To read Eliot’s The Wasteland and understand all the allusions, including the unintentional ones, would take a lot of cross-referencing, and these days, a lot of googling. However, I don’t find I need to understand every reference to enjoy it. The poem can be appreciated, and mainly understood, without months of in-depth study (not that I’m knocking anyone who has undertaken such a study. I just haven’t the time).

However, I have read a few poems recently in which poets have slipped in obscure references, and without some understanding of the references, the poems didn’t make much sense. It’s as if these poets have felt the need to prove themselves superior to the hapless reader. Even worse when they add as a footnote, “Krysyck’s lines only have a faint echo in this poem,” as if the reader is supposed to know exactly which Krysyck poem(s) is (are) referred to (and even whether Krysyck is a poet, novelist, historian, film director, or what).

I find the approach intellectually dishonest. I could easily take a trip to a musty library, dig out some facts that few people are likely to know, and write a poem to expose its readers' ignorance. Of course, any of these readers could do the same to me.

On the other hand, there must be ways of writing on subjects that aren’t familiar to many people without packing the poem with so much background information that the poem looks like an encyclopaedia entry. As a reader, I’d be prepared to do some work to understand a poem if I think the writer is doing some work to communicate his/her obscurities, so maybe there is a balance there somewhere. But not an easy balance to find.

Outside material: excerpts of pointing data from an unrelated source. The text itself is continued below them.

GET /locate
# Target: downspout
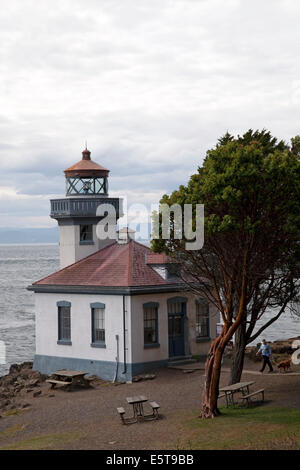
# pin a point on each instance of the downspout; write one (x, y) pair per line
(124, 335)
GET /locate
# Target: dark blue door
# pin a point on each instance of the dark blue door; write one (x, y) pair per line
(176, 314)
(176, 335)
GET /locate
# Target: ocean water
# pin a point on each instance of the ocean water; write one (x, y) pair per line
(20, 265)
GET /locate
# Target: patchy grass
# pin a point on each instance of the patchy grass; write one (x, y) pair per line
(248, 428)
(49, 441)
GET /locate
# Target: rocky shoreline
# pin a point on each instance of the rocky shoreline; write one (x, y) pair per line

Later edit: I’m editing this in because there might be a part-answer in George Szirtes’ entry of 9.3.06 titled The Waste Land.

Especially this paragraph:

“I try to explain how the poem rang in my head without anything as clear or definable as a meaning, that I knew little about de Nerval or Webster but felt the dramatic core of the poem as power, because a poem is a piece of writing that requires nothing external to complete it, since the external can only adumbrate, amplify, enrich but never complete a poem, so the worst thing you can do with The Waste Land at the beginning is to clobber yourself with learning and solving, because it is not a crossword puzzle to be solved or a peculiar rare parchment to be stored away in a sealed cabinet at the right temperature and humidity, but a world created in a state of breakdown, one you walk into, dizzy and staring and haunted.”

A poet who writes only a crossword puzzle to be solved isn’t going to leave a reader “dizzy, staring and haunted.” But The Waste Land stands up on its own as an enormously affecting work, even if one misses all the allusions and influences.

5 comments:

Anonymous said...

Oh, how much I agree with your last two paragraphs.

Rob

Rob said...

Cheers, Rob.

I've added in extra paragraphs now, just to confuse everyone reading this. But I realise you are talking about the last two paragraphs before the edit.

You are really going to do NaPoWriMo in April, aren't you?

Anonymous said...

It is, of course, intellectually dishonest to grub up allusions and difficult references to clart up a poem. Equally dishonest, however, to deny yourself your own range (or the range of your voices) for the sake of accessibility.

Szirtes is spot on, as ever - a poem has to deliver itself without external structures; and it can do so without abandoning them. But it's also true that poems use all sorts of devices - metaphor, evocation, allusion etc. - to open out into spaces beyond themselves. Successful deployment and control of such things is what matters.

Anonymous said...

I agree with your two new last paragraphs too, and Jim.

Enjoy yourself in London and escape safely from it. I presume this is the Angel visit? You star!!!

April? Hummm, I don't know yet.

Rob

Rob said...

"But it's also true that poems use all sorts of devices... to open out into spaces beyond themselves. Successful deployment and control of such things is what matters."

Jim, that's as good a way of putting it as I've heard. I hope I don't embarrass you by saying that that's why so many of your poems work for me.